Sagging Infected Triangular Grid, done for the 2012 Collectors Club members, typifies James Siena's "visual algorithms," in which he establishes his own rules for the creation of an image. The Tamarind images are partly cerebral in their relationship to artificial intelligence and the mechanical, but the tusche washes add a more organic element. He sets basic shapes in motion and allows them to transport him - and us - through the labyrinths they create. Prints comprise an important piece of his artistic practice and creative process.

James wrote about his self imposed rules for making Sagging Infected Triangular Grid:

The triangular grid image is something I've been exploring for a few years now. It's an interactive procedure that makes the image: 1. Draw a diagonal line connecting two opposite corners of the rectangle (making two triangles). 2. Draw a perpendicular line from the hypotenuse of each triangle that intersects the vertex of the two remaining sides (making four triangles). 3. Repeat.

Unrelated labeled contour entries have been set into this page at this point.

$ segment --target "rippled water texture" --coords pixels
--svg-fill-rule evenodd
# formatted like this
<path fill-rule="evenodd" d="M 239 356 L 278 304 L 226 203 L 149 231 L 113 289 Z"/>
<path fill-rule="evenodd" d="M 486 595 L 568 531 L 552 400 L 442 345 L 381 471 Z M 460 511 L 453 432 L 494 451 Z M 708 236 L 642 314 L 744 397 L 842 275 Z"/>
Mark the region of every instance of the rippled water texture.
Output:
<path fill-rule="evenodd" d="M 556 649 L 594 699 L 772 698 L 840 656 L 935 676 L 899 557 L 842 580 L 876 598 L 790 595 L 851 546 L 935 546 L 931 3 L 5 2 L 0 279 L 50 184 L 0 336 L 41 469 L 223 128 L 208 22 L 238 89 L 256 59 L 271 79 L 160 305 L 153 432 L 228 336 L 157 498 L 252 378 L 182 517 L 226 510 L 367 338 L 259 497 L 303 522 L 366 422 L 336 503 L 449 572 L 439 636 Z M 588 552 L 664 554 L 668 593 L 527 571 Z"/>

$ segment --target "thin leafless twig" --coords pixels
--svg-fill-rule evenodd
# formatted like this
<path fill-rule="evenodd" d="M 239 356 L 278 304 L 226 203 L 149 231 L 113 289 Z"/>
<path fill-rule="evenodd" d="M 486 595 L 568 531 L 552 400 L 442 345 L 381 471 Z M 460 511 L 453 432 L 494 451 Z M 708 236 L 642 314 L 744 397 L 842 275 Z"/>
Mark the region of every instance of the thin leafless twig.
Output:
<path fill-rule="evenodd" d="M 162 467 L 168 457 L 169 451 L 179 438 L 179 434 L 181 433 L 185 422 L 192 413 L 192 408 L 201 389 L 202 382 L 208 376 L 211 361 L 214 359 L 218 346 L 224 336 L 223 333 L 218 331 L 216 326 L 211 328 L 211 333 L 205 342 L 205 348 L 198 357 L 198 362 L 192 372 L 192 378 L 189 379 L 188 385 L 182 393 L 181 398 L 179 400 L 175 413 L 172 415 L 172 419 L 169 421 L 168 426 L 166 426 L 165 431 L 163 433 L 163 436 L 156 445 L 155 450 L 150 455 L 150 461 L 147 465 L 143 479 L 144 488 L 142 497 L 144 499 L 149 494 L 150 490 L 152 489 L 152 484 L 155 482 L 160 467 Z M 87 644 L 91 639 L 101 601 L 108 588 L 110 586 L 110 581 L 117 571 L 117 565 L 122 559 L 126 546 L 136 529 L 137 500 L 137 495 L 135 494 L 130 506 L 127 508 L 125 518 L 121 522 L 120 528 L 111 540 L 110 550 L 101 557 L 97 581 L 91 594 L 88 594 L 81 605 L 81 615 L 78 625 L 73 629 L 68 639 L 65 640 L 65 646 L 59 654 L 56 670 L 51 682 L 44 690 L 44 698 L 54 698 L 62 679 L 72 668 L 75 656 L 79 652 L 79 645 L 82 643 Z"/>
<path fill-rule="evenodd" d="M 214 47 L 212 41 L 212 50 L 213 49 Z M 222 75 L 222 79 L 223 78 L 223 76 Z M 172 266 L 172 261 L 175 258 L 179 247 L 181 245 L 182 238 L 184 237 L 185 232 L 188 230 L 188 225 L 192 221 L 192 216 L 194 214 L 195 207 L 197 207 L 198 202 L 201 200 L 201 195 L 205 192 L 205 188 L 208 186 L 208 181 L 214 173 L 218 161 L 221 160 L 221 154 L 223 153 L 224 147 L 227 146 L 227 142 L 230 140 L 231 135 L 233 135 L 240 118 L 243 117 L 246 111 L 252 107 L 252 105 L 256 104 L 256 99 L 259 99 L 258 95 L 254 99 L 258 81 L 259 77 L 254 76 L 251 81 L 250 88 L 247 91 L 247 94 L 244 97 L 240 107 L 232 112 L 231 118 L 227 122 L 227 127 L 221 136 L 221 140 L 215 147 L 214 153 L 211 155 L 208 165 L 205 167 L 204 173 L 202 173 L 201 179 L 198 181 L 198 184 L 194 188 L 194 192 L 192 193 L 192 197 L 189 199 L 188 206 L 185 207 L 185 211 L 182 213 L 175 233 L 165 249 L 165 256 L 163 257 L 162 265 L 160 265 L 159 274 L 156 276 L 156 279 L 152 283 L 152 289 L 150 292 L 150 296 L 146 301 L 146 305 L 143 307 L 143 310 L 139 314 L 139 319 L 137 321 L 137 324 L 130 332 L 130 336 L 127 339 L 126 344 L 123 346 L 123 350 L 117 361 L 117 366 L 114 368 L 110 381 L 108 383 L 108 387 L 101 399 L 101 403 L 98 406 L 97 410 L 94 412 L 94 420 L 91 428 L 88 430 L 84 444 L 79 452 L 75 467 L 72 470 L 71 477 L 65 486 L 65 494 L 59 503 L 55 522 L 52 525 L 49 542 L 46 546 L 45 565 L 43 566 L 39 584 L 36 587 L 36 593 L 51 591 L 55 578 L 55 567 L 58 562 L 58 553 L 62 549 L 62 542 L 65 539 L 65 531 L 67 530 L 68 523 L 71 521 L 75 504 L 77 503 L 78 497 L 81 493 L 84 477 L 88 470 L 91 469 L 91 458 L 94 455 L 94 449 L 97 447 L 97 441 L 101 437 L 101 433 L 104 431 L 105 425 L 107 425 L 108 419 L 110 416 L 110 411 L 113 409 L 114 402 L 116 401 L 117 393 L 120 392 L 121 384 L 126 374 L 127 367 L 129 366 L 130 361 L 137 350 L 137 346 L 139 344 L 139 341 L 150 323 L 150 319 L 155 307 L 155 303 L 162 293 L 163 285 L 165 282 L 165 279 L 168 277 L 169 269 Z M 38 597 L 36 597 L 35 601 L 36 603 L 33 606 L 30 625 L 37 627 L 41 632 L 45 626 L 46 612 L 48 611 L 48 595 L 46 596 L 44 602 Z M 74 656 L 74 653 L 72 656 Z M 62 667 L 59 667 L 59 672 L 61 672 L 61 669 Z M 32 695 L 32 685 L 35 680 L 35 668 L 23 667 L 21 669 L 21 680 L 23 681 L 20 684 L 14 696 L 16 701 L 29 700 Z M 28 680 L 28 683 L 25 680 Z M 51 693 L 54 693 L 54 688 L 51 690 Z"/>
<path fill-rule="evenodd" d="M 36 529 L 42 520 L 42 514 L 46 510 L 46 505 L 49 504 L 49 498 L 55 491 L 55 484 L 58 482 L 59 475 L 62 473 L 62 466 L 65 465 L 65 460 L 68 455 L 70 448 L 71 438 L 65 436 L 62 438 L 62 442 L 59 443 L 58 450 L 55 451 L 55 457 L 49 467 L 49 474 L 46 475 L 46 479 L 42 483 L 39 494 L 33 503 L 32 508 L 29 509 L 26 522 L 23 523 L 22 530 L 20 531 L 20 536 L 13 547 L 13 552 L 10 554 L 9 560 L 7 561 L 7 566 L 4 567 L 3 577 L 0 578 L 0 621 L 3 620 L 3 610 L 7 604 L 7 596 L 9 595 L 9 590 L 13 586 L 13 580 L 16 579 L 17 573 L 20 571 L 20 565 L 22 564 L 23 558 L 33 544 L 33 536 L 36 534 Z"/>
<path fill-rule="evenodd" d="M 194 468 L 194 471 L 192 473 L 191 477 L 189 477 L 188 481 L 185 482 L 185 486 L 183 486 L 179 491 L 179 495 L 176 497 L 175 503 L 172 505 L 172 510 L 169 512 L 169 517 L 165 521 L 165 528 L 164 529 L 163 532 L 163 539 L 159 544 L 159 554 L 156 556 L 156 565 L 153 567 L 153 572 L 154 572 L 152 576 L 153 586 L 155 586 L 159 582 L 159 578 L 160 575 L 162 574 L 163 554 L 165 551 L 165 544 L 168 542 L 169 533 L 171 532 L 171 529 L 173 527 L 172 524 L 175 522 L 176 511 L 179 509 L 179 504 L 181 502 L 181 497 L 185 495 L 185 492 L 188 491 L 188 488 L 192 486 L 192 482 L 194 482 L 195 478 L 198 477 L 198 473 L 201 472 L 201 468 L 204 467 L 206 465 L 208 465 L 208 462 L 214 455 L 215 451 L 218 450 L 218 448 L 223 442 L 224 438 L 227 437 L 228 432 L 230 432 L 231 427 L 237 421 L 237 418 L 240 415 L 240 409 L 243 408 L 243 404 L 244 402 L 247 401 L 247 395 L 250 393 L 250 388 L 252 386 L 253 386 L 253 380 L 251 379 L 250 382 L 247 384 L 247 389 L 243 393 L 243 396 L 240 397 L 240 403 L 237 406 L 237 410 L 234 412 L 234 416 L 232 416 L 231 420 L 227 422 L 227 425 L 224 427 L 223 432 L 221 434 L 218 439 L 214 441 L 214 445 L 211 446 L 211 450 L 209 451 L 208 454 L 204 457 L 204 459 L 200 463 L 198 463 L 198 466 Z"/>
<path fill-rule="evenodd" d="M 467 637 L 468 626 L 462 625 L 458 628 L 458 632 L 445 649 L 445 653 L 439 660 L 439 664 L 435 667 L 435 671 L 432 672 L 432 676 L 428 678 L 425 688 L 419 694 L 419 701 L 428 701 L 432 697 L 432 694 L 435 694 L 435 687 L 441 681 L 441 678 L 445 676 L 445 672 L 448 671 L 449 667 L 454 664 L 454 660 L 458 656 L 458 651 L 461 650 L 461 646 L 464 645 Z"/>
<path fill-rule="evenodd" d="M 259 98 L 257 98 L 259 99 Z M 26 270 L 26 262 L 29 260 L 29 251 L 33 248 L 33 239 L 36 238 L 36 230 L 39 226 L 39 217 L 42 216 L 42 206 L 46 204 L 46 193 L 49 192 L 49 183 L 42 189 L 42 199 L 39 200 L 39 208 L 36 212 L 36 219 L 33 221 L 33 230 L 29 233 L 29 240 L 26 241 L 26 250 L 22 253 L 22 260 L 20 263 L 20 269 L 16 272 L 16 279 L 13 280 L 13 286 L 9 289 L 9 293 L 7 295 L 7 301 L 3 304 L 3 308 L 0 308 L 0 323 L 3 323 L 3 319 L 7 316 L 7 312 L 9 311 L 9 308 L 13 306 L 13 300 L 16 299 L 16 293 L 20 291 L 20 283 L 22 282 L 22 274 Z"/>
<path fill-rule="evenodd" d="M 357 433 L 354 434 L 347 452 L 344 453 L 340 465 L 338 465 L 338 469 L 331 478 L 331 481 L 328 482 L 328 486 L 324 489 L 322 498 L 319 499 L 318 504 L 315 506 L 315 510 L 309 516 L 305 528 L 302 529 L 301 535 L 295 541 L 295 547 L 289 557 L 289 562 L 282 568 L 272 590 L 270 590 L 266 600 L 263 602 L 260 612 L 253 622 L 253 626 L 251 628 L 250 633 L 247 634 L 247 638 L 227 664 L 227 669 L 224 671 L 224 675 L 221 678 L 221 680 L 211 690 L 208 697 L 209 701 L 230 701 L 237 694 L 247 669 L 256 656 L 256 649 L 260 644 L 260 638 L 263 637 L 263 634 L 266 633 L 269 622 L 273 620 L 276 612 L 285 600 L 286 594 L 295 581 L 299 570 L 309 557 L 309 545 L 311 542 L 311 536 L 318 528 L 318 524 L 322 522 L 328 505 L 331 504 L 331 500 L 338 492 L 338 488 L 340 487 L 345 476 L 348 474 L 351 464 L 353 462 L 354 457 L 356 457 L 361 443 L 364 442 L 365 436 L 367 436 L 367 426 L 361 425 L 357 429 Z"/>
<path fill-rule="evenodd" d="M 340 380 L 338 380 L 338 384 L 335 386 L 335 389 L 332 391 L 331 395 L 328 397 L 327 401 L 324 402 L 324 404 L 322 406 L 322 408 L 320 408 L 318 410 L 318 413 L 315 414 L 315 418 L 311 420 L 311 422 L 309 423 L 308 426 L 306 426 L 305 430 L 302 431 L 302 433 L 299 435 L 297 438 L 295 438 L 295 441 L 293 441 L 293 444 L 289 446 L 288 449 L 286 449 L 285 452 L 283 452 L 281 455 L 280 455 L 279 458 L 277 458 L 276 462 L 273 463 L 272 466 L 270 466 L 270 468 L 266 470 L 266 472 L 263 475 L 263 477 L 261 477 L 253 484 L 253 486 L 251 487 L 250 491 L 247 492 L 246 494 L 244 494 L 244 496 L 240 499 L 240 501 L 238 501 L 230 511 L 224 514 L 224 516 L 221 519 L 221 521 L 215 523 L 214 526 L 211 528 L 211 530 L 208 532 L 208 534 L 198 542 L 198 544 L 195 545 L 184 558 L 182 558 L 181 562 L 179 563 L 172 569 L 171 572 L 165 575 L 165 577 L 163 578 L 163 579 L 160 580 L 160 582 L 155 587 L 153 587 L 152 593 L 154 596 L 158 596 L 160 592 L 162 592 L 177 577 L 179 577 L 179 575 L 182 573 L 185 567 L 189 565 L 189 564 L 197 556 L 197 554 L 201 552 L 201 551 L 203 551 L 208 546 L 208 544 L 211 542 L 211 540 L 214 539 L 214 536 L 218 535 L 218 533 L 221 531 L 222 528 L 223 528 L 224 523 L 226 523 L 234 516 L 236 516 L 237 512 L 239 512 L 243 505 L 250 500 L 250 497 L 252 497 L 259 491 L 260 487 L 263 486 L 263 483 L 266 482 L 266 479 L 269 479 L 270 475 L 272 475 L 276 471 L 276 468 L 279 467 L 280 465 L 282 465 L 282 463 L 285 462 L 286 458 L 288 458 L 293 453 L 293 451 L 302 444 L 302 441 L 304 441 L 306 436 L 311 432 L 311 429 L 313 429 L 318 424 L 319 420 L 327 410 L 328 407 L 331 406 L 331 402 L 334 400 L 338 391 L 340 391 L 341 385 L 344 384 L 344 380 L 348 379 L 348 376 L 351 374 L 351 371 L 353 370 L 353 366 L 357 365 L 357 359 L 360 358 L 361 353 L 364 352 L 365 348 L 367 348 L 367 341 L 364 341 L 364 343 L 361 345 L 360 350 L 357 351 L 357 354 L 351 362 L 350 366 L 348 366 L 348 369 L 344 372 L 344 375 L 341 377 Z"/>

Sounds simple, and it is, but complexities arise when move #2 is repeated many, many, many times, and it becomes harder to keep track of whether or not the move is made consistently across the field of ever increasing triangles. That is the human side of the thing. I'm sure programmers can devise algorithms that can do this perfectly, but that's not the point, and in this print, the process is further corrupted and made human by the sagging of the grid (a unidirectional distortion approximating gravity and weight), and the "infection" of the intersections (locking the grid together in one plane, turning triangles into cells).